9. Termination and data return

You may terminate this agreement at any time by closing your account in the application or by writing to privacy@phiusionlabs.app. Phiusion may terminate on 90 days' written notice, or sooner where you materially breach this agreement and fail to cure within 30 days.

On termination:

  • Return or destruction. You direct whether the PHI in your workspace is returned to you (export in a structured, machine-readable format) or destroyed. The default, absent your direction within 60 days of termination, is destruction.
  • Backups. Backup copies that cannot be targeted-deleted are isolated, access-restricted, and aged out on the backup schedule published in the Retention Schedule.
  • Confirmation. A written destruction or export confirmation is provided on request.
  • Survival. The breach-notification, audit-cooperation, and confidentiality provisions of this agreement survive termination to the extent necessary to address pre-termination conduct.
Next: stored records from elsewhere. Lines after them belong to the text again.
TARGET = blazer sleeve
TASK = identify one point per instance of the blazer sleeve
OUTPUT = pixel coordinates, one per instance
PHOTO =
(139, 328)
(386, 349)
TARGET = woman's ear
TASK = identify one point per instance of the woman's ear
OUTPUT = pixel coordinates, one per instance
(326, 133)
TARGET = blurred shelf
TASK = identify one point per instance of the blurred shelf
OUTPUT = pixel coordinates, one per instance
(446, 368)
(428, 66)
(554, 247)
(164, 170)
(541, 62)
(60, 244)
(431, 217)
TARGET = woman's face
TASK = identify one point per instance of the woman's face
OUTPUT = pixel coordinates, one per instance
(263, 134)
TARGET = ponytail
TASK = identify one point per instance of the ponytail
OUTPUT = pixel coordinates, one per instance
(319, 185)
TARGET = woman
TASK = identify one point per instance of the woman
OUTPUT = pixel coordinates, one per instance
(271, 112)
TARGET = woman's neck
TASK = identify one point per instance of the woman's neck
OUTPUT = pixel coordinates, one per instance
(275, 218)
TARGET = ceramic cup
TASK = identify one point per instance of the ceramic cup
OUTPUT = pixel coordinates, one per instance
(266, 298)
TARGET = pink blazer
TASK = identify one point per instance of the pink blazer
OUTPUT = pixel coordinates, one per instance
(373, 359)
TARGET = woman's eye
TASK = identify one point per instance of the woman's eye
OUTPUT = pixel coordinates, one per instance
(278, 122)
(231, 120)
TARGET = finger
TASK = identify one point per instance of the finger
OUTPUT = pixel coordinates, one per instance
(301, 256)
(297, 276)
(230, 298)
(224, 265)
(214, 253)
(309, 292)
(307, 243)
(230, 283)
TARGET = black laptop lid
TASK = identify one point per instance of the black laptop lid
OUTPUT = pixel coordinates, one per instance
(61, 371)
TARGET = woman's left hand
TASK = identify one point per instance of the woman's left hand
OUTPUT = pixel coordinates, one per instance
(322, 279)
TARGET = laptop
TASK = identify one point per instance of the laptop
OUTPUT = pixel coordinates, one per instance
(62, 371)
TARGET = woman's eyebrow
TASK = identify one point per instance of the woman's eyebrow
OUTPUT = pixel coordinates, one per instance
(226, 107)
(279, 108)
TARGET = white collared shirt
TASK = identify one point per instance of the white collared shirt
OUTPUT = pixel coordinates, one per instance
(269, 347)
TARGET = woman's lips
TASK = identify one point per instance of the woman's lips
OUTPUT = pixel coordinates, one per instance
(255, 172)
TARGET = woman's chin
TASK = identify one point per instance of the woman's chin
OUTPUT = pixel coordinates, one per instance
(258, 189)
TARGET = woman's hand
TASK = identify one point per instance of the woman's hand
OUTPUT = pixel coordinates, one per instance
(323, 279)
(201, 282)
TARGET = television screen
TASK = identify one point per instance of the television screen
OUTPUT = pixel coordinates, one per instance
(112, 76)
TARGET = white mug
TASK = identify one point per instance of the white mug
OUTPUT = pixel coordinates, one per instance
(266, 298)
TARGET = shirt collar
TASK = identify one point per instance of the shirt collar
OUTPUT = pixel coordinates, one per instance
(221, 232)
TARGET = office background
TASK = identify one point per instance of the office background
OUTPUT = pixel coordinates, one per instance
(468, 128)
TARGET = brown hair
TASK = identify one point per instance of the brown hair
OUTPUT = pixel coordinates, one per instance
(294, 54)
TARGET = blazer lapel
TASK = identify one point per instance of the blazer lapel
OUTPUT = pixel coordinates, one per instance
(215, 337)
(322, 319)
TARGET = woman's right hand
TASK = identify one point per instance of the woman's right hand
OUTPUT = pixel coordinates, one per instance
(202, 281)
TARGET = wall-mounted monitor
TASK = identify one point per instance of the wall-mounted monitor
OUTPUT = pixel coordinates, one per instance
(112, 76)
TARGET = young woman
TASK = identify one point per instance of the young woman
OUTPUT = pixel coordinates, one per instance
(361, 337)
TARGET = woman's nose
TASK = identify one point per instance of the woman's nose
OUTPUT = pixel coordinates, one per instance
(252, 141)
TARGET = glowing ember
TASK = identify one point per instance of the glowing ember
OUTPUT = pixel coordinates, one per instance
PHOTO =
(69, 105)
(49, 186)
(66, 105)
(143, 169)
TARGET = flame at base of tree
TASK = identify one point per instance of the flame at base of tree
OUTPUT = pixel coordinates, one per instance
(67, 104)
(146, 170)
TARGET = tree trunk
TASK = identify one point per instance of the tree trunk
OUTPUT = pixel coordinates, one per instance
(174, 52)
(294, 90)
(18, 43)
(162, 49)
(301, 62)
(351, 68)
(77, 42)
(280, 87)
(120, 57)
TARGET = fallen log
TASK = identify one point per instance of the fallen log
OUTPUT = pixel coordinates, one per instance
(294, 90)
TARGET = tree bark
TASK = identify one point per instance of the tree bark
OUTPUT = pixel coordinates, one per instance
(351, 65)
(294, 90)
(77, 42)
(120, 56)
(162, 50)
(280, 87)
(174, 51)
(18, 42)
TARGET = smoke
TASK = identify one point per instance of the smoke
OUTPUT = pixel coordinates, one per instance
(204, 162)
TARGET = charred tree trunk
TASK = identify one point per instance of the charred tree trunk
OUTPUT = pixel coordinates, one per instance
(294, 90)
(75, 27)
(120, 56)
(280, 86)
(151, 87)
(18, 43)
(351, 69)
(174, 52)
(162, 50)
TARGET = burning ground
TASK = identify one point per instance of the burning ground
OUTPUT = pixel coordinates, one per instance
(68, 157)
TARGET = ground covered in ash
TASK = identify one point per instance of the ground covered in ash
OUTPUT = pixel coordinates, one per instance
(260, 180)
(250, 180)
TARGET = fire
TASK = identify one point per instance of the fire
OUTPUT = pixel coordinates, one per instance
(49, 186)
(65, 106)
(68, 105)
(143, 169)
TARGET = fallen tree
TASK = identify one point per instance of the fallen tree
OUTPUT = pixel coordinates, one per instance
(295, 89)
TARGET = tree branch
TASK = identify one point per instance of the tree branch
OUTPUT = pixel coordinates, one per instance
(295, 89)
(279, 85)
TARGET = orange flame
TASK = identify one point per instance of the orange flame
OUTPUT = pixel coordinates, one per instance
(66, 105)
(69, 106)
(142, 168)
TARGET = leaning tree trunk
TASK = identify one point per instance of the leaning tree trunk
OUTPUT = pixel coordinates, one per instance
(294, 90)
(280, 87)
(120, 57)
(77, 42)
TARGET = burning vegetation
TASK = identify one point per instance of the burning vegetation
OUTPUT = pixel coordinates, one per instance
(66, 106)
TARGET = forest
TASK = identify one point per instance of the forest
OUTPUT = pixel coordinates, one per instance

10. Governing law and dispute resolution

This agreement is governed by the laws of the Province of Saskatchewan and the federal laws of Canada applicable therein. The Court of King's Bench of Saskatchewan has non-exclusive jurisdiction over any dispute that cannot be resolved informally or through the dispute-resolution provisions of the Terms of Service §13.

Nothing in this agreement limits the IPC SK's statutory jurisdiction or your statutory rights under HIPA.
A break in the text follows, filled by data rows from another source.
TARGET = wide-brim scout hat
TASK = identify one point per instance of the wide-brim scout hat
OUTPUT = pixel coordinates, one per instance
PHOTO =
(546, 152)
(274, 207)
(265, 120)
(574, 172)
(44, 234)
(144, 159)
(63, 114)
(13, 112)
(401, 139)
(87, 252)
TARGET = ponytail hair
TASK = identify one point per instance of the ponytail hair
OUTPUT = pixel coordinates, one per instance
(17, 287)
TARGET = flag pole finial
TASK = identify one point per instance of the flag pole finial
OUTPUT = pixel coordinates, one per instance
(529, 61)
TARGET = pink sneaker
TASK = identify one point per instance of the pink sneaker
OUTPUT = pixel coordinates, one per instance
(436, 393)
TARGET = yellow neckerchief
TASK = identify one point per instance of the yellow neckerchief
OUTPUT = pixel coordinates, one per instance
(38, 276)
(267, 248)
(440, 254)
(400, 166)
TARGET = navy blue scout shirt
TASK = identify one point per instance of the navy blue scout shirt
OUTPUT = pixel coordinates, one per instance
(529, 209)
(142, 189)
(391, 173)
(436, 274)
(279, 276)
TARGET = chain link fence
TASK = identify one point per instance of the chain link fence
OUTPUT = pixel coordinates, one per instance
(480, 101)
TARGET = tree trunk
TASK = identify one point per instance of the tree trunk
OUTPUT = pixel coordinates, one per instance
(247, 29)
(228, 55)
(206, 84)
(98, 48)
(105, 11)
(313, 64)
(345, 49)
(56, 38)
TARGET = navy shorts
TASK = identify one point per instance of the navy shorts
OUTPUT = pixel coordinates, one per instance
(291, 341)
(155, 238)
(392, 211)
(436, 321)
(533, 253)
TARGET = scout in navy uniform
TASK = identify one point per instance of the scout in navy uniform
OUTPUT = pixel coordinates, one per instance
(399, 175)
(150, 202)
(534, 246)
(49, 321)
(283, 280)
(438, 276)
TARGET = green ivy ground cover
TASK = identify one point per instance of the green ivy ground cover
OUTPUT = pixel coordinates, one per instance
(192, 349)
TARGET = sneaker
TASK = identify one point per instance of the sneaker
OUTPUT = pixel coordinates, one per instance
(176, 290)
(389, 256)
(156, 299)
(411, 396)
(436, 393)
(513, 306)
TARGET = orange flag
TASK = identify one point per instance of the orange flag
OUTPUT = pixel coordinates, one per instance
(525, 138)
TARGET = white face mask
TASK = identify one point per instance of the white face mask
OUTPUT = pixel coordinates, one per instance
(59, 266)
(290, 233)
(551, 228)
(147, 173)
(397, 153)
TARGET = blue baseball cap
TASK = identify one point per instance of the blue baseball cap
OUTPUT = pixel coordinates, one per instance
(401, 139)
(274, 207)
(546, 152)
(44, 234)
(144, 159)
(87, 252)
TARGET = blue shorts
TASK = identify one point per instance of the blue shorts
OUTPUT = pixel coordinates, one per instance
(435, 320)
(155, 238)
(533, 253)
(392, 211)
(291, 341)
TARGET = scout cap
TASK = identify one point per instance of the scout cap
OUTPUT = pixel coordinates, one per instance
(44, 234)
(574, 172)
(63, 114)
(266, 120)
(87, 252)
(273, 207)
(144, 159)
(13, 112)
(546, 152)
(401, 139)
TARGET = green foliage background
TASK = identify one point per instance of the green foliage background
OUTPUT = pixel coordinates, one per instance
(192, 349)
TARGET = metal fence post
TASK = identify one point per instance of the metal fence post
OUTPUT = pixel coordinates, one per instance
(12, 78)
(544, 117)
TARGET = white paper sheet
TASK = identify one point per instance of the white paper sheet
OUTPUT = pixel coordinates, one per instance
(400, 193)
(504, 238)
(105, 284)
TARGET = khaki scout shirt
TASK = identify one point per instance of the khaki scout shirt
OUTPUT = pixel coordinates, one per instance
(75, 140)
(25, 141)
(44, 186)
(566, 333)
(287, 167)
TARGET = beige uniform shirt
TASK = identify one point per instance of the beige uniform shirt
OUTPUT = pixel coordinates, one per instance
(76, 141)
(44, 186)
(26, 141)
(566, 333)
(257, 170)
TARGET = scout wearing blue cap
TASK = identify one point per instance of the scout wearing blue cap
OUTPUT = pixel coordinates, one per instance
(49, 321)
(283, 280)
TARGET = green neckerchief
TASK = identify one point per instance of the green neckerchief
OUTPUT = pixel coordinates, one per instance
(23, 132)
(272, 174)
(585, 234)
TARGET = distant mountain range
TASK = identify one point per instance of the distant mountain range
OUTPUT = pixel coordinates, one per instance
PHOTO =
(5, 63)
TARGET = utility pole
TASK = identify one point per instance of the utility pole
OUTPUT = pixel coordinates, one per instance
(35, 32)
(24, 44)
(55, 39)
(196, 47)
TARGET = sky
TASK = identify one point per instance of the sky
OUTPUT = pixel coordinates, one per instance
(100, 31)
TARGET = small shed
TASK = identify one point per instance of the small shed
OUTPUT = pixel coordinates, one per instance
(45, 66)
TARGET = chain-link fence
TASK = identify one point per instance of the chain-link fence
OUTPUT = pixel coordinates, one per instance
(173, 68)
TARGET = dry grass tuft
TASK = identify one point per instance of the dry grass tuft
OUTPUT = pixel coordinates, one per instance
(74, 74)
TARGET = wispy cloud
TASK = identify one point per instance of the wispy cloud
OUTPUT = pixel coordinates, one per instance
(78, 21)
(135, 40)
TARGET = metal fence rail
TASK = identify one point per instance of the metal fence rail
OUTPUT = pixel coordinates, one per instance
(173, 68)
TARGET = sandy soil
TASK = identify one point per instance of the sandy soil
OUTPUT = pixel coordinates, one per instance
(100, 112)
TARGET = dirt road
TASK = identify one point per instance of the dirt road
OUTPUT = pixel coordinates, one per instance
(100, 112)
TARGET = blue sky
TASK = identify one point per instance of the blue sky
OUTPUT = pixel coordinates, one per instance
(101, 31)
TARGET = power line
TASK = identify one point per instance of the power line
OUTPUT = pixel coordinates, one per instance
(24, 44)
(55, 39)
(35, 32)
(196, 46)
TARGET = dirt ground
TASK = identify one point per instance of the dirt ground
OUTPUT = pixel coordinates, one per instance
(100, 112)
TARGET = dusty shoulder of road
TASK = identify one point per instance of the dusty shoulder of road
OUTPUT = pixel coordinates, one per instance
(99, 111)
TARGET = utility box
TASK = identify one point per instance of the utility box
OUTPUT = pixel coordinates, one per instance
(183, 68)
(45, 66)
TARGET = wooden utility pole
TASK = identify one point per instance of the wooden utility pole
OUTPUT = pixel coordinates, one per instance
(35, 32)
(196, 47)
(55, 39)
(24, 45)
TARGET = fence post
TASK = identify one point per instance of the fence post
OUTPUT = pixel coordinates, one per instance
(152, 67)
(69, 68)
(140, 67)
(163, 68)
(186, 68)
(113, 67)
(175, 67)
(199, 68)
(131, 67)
11. Contact and supervisory authorities

  • Phiusion Labs Privacy Officer: Jonathan Garbutt, privacy@phiusionlabs.app. Mailing address: 29 East Wilmot, Richmond Hill, Ontario, Canada.
  • Universkin SAS Data Protection Officer (sub-processor leg): Maître Eric ELABD, +33 (4) 93.00.11.96, dpo@universkin.com.

If you are not satisfied with Phiusion's response, you may contact a supervisory authority:

  • Office of the Saskatchewan Information and Privacy Commissioner (IPC SK) — primary. https://oipc.sk.ca/. The IPC SK is the regulator for HIPA matters and is the body to whom you, as trustee, would notify a reportable breach under HIPA s.29.1 where the statutory threshold is met.
  • Office of the Privacy Commissioner of Canada (OPC) — federal backup. https://www.priv.gc.ca/. The OPC has jurisdiction over PIPEDA-stream matters, which may apply to Phiusion's administrative records about you (the account-level data covered by the Privacy Notice for Practitioners) even though PHI itself flows under HIPA.

For related documents, see the Privacy Notice for Practitioners, the Privacy Notice for Patients, the Sub-Processors page, the HIPAA Business Associate Agreement, and the Terms of Service.